The second unsafe pattern is adhesive-based wearables and app-dependent devices. Skin in adults over sixty is thinner and more prone to tearing; daily adhesive application is a real risk. App dependency adds a second barrier at exactly the demographic that has the most trouble with it. Both categories fail the population they're targeting.
"BAKBŌN provides the user feedback and the ability to work independently through exercises while simultaneously achieving neutral spine. Its ability to give external feedback while freeing the hands during movement provides a new lens in how we prescribe exercises for our patients."
Where BAKBŌN fits in a hyperkyphosis protocol
BAKBŌN is a cueing tool, not a brace. In this population it plays a specific role: the tactile reference for extension-biased exercise. Worn during prone press-ups and foam-roller extension, the pole gives the patient a continuous sense of whether they are achieving thoracic extension or compensating through the lumbar spine — the compensation pattern that turns a productive exercise into a harmful one.

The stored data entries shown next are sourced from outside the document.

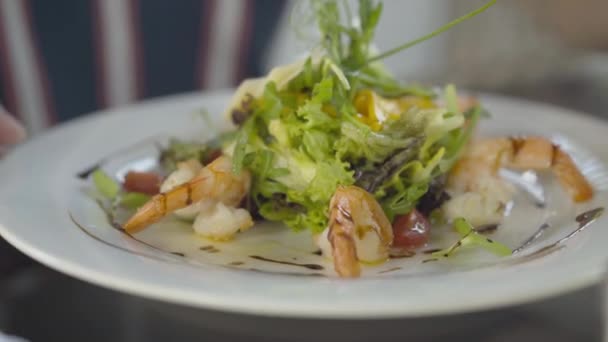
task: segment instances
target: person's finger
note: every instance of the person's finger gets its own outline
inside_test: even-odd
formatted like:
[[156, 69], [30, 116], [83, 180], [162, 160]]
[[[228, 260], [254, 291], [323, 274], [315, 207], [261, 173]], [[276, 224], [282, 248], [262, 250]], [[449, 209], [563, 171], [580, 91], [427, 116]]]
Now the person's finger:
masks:
[[0, 107], [0, 145], [16, 144], [25, 139], [25, 129]]

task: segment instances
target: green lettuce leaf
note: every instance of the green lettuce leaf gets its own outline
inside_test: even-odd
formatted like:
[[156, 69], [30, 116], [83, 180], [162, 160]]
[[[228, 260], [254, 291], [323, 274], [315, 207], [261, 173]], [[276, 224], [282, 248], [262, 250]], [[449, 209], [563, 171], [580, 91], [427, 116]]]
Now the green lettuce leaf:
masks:
[[[253, 175], [250, 198], [258, 212], [296, 230], [323, 230], [333, 192], [354, 183], [350, 164], [334, 150], [341, 120], [327, 112], [335, 106], [334, 90], [343, 85], [331, 70], [320, 72], [322, 67], [309, 64], [283, 90], [269, 83], [234, 149], [234, 170]], [[297, 92], [309, 77], [314, 86], [302, 100]]]
[[182, 141], [171, 139], [169, 145], [160, 154], [160, 164], [163, 170], [170, 173], [177, 169], [177, 163], [196, 159], [203, 163], [212, 150], [211, 143]]
[[150, 196], [140, 192], [127, 192], [120, 197], [119, 204], [126, 209], [137, 209], [150, 200]]
[[120, 185], [112, 177], [97, 169], [92, 174], [93, 184], [97, 191], [109, 200], [114, 200], [120, 192]]

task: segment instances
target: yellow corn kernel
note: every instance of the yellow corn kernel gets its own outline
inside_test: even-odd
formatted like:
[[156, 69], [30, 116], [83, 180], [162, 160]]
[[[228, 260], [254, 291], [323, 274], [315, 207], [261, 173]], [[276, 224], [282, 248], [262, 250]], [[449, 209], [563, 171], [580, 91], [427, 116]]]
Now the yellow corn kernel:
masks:
[[375, 94], [369, 89], [363, 89], [355, 95], [354, 105], [357, 110], [359, 121], [371, 127], [374, 131], [382, 129], [382, 124], [378, 121], [375, 106]]

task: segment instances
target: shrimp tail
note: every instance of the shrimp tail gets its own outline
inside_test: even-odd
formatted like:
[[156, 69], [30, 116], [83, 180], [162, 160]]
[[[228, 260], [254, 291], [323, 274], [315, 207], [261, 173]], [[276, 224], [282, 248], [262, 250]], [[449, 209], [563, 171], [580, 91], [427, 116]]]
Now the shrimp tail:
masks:
[[154, 195], [123, 225], [123, 229], [127, 233], [137, 233], [158, 222], [168, 213], [202, 200], [203, 198], [199, 198], [202, 196], [196, 196], [197, 192], [193, 191], [192, 187], [192, 182], [185, 183], [169, 192]]
[[515, 150], [511, 165], [518, 169], [550, 169], [574, 202], [593, 197], [593, 188], [572, 158], [558, 145], [542, 137], [512, 139]]
[[237, 205], [249, 191], [251, 175], [245, 170], [236, 175], [231, 167], [230, 158], [217, 158], [189, 182], [152, 197], [123, 225], [123, 229], [136, 233], [164, 216], [202, 200]]
[[483, 176], [495, 176], [501, 167], [550, 170], [572, 201], [585, 202], [593, 188], [572, 158], [544, 137], [497, 138], [474, 143], [450, 172], [453, 188], [470, 191]]
[[560, 148], [555, 148], [552, 171], [574, 202], [585, 202], [593, 197], [593, 188], [585, 176]]

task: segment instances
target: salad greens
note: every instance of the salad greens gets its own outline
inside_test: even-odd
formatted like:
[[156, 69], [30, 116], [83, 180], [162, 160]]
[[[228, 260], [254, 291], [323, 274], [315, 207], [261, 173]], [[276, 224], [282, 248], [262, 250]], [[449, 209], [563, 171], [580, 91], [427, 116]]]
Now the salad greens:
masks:
[[118, 205], [125, 209], [137, 209], [150, 200], [146, 194], [123, 191], [120, 184], [101, 169], [95, 170], [91, 177], [97, 192], [108, 199], [112, 207]]
[[93, 178], [95, 188], [103, 197], [113, 200], [118, 196], [120, 185], [105, 172], [97, 169], [93, 172], [91, 177]]
[[311, 54], [286, 85], [267, 82], [261, 96], [247, 97], [245, 111], [233, 113], [239, 124], [232, 141], [233, 171], [253, 175], [250, 209], [296, 230], [320, 232], [336, 188], [353, 184], [371, 192], [390, 220], [415, 208], [433, 180], [458, 159], [482, 111], [474, 107], [463, 113], [453, 86], [445, 88], [441, 105], [430, 89], [402, 85], [381, 59], [494, 2], [374, 54], [382, 3], [360, 0], [358, 20], [352, 20], [345, 2], [313, 0], [321, 52]]
[[141, 192], [125, 192], [121, 194], [119, 205], [126, 209], [136, 209], [150, 200], [150, 196]]
[[214, 151], [214, 146], [212, 145], [171, 139], [169, 140], [169, 145], [160, 154], [160, 165], [164, 171], [170, 173], [177, 169], [177, 164], [182, 161], [196, 159], [204, 163]]

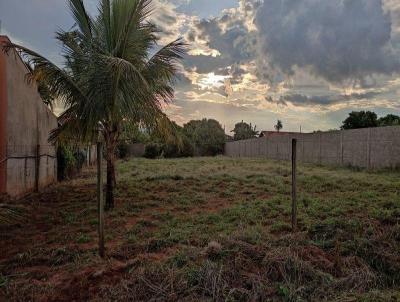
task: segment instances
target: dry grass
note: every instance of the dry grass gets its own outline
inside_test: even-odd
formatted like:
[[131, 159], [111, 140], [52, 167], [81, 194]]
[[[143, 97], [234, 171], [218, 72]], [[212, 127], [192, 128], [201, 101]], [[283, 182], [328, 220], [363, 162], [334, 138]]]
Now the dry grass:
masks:
[[118, 165], [96, 252], [94, 170], [18, 202], [0, 226], [0, 300], [399, 301], [400, 173], [257, 159]]

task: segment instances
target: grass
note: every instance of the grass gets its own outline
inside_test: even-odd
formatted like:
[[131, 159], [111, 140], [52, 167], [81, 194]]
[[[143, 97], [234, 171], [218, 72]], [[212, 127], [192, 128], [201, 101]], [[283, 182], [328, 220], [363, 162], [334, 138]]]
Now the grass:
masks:
[[289, 163], [118, 164], [97, 256], [95, 171], [18, 201], [0, 226], [0, 300], [399, 301], [400, 173]]

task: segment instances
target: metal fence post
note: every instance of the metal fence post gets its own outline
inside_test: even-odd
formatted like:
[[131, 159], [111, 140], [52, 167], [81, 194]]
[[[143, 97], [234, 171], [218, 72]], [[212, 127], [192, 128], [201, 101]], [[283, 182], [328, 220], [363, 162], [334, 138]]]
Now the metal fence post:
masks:
[[344, 130], [340, 130], [340, 165], [341, 166], [343, 166], [343, 151], [344, 151], [343, 131]]
[[367, 169], [371, 168], [371, 128], [368, 128], [367, 136]]
[[99, 214], [99, 255], [104, 258], [104, 199], [103, 199], [103, 177], [102, 162], [103, 144], [97, 143], [97, 205]]
[[292, 139], [292, 231], [297, 230], [297, 196], [296, 196], [296, 148], [297, 139]]

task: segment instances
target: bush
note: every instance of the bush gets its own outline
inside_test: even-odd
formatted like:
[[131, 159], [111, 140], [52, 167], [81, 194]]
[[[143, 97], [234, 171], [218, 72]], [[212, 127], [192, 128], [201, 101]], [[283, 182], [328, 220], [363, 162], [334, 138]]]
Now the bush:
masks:
[[126, 158], [128, 156], [128, 144], [125, 141], [121, 141], [117, 145], [117, 157]]
[[165, 144], [162, 151], [166, 158], [191, 157], [194, 155], [194, 147], [186, 136], [182, 137], [180, 146], [178, 144]]
[[162, 150], [165, 158], [180, 157], [179, 147], [176, 144], [165, 144]]
[[191, 157], [194, 156], [194, 146], [189, 138], [184, 136], [182, 147], [180, 150], [181, 157]]
[[161, 153], [162, 153], [162, 147], [159, 144], [150, 143], [146, 145], [146, 148], [144, 150], [144, 157], [154, 159], [159, 157]]
[[77, 168], [78, 171], [80, 171], [83, 167], [83, 164], [86, 161], [86, 153], [83, 152], [82, 150], [77, 150], [74, 153], [75, 157], [75, 167]]
[[85, 152], [68, 145], [60, 145], [57, 148], [57, 179], [61, 181], [78, 174], [85, 161]]
[[57, 178], [64, 180], [76, 165], [74, 153], [68, 146], [61, 145], [57, 148]]
[[225, 131], [216, 120], [190, 121], [183, 126], [183, 134], [195, 146], [197, 155], [214, 156], [224, 152]]

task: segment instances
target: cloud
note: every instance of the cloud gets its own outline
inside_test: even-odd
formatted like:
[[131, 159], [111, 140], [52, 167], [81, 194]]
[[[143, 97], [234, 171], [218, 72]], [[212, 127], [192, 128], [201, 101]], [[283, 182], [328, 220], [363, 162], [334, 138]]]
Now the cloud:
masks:
[[[84, 2], [95, 16], [98, 0]], [[167, 111], [180, 122], [213, 117], [231, 129], [244, 119], [273, 129], [279, 118], [286, 129], [311, 131], [335, 127], [361, 106], [400, 110], [400, 77], [392, 75], [400, 66], [399, 0], [154, 0], [153, 7], [151, 21], [165, 31], [160, 46], [183, 36], [191, 48]], [[73, 25], [65, 0], [0, 0], [0, 19], [14, 41], [56, 62], [54, 32]]]
[[253, 24], [256, 4], [238, 1], [239, 7], [226, 9], [221, 16], [198, 19], [189, 27], [186, 39], [195, 48], [208, 52], [192, 52], [185, 66], [197, 73], [229, 74], [232, 82], [241, 80], [244, 70], [239, 66], [255, 59], [257, 35]]
[[186, 0], [178, 1], [177, 10], [189, 15], [198, 15], [201, 18], [218, 16], [222, 10], [238, 5], [237, 0]]
[[255, 24], [260, 55], [285, 75], [297, 66], [341, 83], [400, 71], [382, 0], [264, 0]]
[[243, 24], [223, 29], [221, 19], [201, 20], [194, 24], [194, 30], [188, 35], [189, 39], [204, 41], [207, 47], [218, 52], [217, 56], [192, 55], [187, 58], [188, 67], [196, 68], [199, 73], [209, 73], [253, 57], [249, 47], [250, 33]]
[[287, 103], [291, 103], [294, 106], [329, 106], [329, 105], [352, 102], [357, 100], [373, 99], [379, 94], [380, 94], [379, 92], [375, 91], [364, 92], [364, 93], [339, 94], [339, 95], [321, 95], [321, 96], [288, 94], [280, 96], [278, 99], [274, 99], [271, 96], [267, 96], [265, 100], [268, 103], [274, 103], [283, 106], [287, 106]]

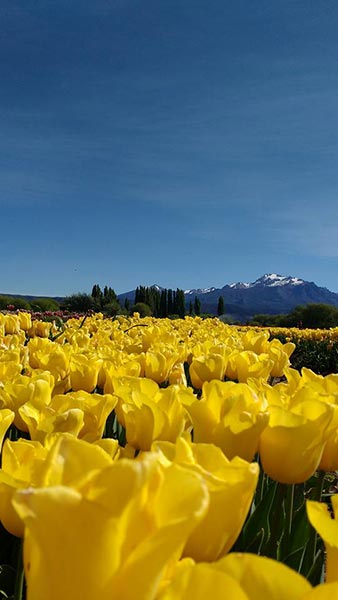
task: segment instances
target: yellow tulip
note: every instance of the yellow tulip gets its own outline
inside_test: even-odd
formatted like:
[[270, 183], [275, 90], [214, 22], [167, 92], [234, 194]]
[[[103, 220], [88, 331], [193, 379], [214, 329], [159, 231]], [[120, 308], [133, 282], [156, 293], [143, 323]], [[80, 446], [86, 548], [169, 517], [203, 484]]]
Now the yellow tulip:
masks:
[[18, 491], [28, 600], [153, 600], [208, 505], [201, 478], [122, 459], [81, 490]]
[[23, 536], [23, 523], [12, 506], [12, 498], [18, 488], [36, 484], [47, 456], [47, 448], [39, 442], [19, 439], [6, 440], [2, 451], [0, 470], [0, 521], [17, 537]]
[[[91, 442], [88, 442], [91, 443]], [[105, 452], [107, 452], [108, 456], [110, 456], [113, 460], [119, 458], [121, 452], [124, 448], [119, 446], [118, 440], [113, 440], [112, 438], [104, 438], [102, 440], [97, 440], [96, 442], [91, 443], [92, 446], [99, 446]]]
[[99, 373], [98, 387], [101, 387], [105, 394], [114, 394], [114, 385], [116, 380], [125, 377], [141, 377], [141, 361], [136, 359], [123, 360], [121, 364], [115, 361], [103, 361], [102, 369]]
[[187, 410], [179, 399], [179, 386], [158, 390], [153, 400], [122, 403], [128, 444], [149, 450], [155, 440], [175, 442], [190, 424]]
[[7, 430], [14, 421], [14, 412], [8, 408], [0, 409], [0, 453]]
[[189, 444], [183, 438], [176, 445], [156, 442], [152, 449], [199, 473], [207, 484], [209, 509], [190, 534], [184, 556], [197, 561], [217, 560], [231, 549], [241, 532], [256, 489], [258, 465], [238, 457], [229, 461], [220, 448]]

Our 6-week protocol for 60+ patients
- —Weeks 1–2 — 10 min/day, seated and standing only, BAKBŌN alone. Goal: proprioceptive familiarity. No additional exercise.
- —Weeks 3–4 — 15 min/day. Add 2× weekly supervised or guided sessions of thoracic extension over a foam roller while wearing BAKBŌN. Introduce scapular retraction holds (10-second holds × 10 reps).
- —Weeks 5–6 — 20 min/day. Add prone press-ups (with physician clearance) and cervical retraction holds. Continue foam-roller extension.
- —Re-assess week 7 — measure Cobb angle if imaging is available, or use wall-occiput distance as a proxy. Most patients maintain the improvement with 3× weekly sessions thereafter.
HSA/FSA eligibility
BAKBŌN is HSA/FSA eligible through our checkout partner — a detail that matters more in this demographic than any other. A pre-tax $120 device on an HSA is effectively an $85 device. For patients on fixed income, that matters. For family members purchasing for a parent, it matters even more.
Hyperkyphosis is not a cosmetic problem. The mortality association is the reason to take it seriously. BAKBŌN is not a cure for it — nothing in the consumer category is. It is a proprioceptive training tool that makes the exercises that do work more effective, and more likely to actually get done.